Simple explanation with images
We know that an activation is required between matrix multiplications to afford a neural network the ability to model non-linear processes.
A classical LSTM cell already contains quite a few non-linearities: three sigmoid
functions and one hyperbolic tangent (tanh
) function, here shown in a sequential chain of repeating (unrolled) recurrent LSTM cells:
Images borrowed from "colah's blog"
So far this is just a single LSTM layer, and here we see that the cell output is already the multiplication of two activations (a sigmoid and a hyperbolic tangent). In this case, you could agree there is no need to add another activation layer after the LSTM cell.
You are talking about stacked layers, and if we put an activation between the hidden output of one layer to the input of the stacked layer. Looking at the central cell in the image above, it would mean a layer between the purple ($h_{t}$) and the stacked layer's blue $X_{t}$. You will notice then, that the output in this case, like with the sequential output, has already been activated, as it is the exact same output as the black left-to-right arrow (know as $f_{t}$). What is more, the first thing the input would do in the stacked layer is to be passed through the sigmoids and hypoerbolic tangents of the forget/input/output gates.
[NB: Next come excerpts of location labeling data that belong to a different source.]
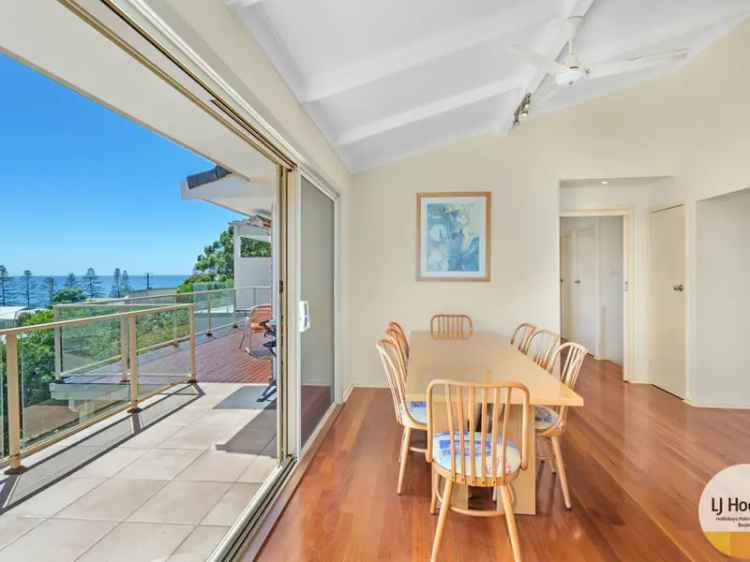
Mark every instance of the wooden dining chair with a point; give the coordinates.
(541, 346)
(521, 336)
(549, 423)
(396, 332)
(452, 326)
(410, 415)
(482, 458)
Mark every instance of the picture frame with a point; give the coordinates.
(454, 236)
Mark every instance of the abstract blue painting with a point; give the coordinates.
(453, 236)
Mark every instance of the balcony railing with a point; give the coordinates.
(120, 361)
(213, 309)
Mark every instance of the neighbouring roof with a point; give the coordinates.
(209, 176)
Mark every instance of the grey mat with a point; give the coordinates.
(246, 398)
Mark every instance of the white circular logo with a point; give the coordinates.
(724, 511)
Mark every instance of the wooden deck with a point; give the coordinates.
(220, 359)
(638, 459)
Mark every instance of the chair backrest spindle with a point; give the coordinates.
(494, 403)
(521, 336)
(451, 326)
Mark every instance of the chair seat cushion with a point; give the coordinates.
(544, 418)
(441, 452)
(418, 410)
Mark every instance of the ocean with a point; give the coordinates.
(16, 287)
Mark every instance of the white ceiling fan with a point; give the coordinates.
(572, 70)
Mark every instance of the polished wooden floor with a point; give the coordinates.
(637, 459)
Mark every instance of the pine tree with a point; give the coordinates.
(4, 286)
(92, 285)
(51, 286)
(28, 286)
(125, 282)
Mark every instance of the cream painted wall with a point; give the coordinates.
(692, 125)
(723, 278)
(640, 199)
(608, 316)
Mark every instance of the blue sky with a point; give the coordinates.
(82, 186)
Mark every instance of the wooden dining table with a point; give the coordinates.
(488, 357)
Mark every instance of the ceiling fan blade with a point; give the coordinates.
(546, 90)
(634, 65)
(550, 66)
(581, 8)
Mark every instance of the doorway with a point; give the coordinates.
(317, 309)
(593, 284)
(667, 323)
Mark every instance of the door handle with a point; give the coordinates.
(303, 316)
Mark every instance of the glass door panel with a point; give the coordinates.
(317, 311)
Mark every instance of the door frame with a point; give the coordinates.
(628, 270)
(689, 216)
(335, 197)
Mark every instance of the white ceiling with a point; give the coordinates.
(383, 79)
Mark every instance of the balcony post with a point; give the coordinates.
(14, 406)
(175, 341)
(58, 344)
(193, 359)
(133, 352)
(209, 331)
(124, 350)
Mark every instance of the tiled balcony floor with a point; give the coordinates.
(167, 492)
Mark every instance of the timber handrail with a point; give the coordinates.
(129, 358)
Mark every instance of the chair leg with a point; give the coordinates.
(552, 461)
(561, 468)
(433, 487)
(404, 457)
(510, 519)
(445, 507)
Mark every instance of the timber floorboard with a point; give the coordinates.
(637, 458)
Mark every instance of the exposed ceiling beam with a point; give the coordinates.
(243, 3)
(376, 68)
(426, 111)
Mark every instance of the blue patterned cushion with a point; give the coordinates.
(441, 452)
(418, 410)
(544, 418)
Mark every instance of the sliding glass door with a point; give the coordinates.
(316, 307)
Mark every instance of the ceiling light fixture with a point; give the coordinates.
(522, 111)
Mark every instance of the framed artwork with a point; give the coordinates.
(453, 236)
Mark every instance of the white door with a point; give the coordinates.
(667, 328)
(584, 289)
(567, 273)
(578, 286)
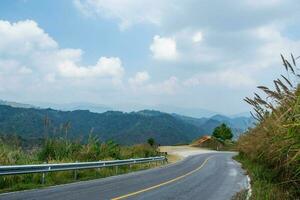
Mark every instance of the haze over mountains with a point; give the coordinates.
(125, 128)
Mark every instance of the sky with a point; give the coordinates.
(188, 54)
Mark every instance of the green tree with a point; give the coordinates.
(151, 141)
(223, 132)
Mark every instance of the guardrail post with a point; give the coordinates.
(43, 176)
(116, 169)
(75, 173)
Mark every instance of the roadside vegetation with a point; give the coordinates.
(60, 150)
(270, 152)
(221, 139)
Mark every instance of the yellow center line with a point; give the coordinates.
(162, 184)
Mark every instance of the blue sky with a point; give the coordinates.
(144, 53)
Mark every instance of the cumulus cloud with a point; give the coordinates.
(105, 67)
(126, 12)
(30, 59)
(230, 78)
(23, 37)
(164, 48)
(139, 79)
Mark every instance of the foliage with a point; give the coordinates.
(64, 150)
(223, 132)
(274, 143)
(124, 128)
(151, 141)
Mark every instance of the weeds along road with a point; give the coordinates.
(204, 176)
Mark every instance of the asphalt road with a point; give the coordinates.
(212, 176)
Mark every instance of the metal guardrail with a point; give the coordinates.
(43, 168)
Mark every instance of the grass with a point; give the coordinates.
(264, 183)
(59, 150)
(271, 150)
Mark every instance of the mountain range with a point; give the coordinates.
(32, 122)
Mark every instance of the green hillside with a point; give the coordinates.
(124, 128)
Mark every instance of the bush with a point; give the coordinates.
(275, 142)
(223, 132)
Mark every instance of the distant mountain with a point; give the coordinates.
(15, 104)
(98, 108)
(124, 128)
(206, 125)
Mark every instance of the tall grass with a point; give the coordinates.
(58, 150)
(274, 144)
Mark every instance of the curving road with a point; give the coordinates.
(210, 176)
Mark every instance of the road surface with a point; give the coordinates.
(209, 176)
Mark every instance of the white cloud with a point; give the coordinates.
(126, 12)
(164, 48)
(169, 86)
(30, 59)
(198, 36)
(139, 79)
(105, 67)
(230, 78)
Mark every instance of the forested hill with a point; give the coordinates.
(124, 128)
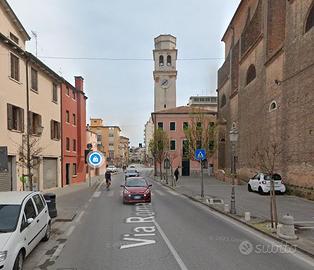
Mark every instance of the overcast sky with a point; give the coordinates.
(121, 92)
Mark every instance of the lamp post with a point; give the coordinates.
(233, 136)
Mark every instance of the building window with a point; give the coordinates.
(185, 125)
(74, 119)
(172, 145)
(160, 125)
(54, 93)
(168, 60)
(14, 38)
(272, 106)
(35, 123)
(185, 148)
(172, 125)
(198, 144)
(211, 145)
(74, 169)
(251, 74)
(310, 20)
(161, 60)
(67, 144)
(223, 101)
(67, 116)
(15, 117)
(34, 79)
(55, 128)
(15, 67)
(74, 145)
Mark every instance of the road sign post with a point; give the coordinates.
(95, 160)
(200, 155)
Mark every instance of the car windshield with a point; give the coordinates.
(9, 215)
(136, 183)
(276, 177)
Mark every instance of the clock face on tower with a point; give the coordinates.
(165, 83)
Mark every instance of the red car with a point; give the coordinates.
(136, 189)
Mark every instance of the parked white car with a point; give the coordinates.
(24, 222)
(261, 183)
So there are plenty of non-linearities being used, meaning it is unnecessary to add yet another between the stacked LSTM layers. You might like to think of it as simply applying two ReLU
layers after a fully-connected layer. The results might be slightly different compared to just using one, but not much; as in your experiements with stacked LSTMs.
Documentation
If you look at the Tensorflow/Keras documentation for LSTM modules (or any recurrent cell), you will notice that they speak of two activations: an (output) activation and a recurrent activation. It is here that you can decide which activation to use and the output of the entire cell is then already activated, so to speak. PyTorch doesn't seem to (by default) allow you to change the default activations.
Real world stacked models
Common applications of recurrent networks are found in NLP, for example the ELMo model. If you look through the network design code, you see only basic LSTM cells being used, without additional activation laters. They only mention adding activations for the fully-connected layers (namely a ReLU) at the final output.
The first usage of stacked LSTMs (that I know of) was applied to speech recognition (Graves et. al), and the authors also do not mention the need for activation layers between the LSTM cells; only at the final output in conjunction with a fully-connected layer.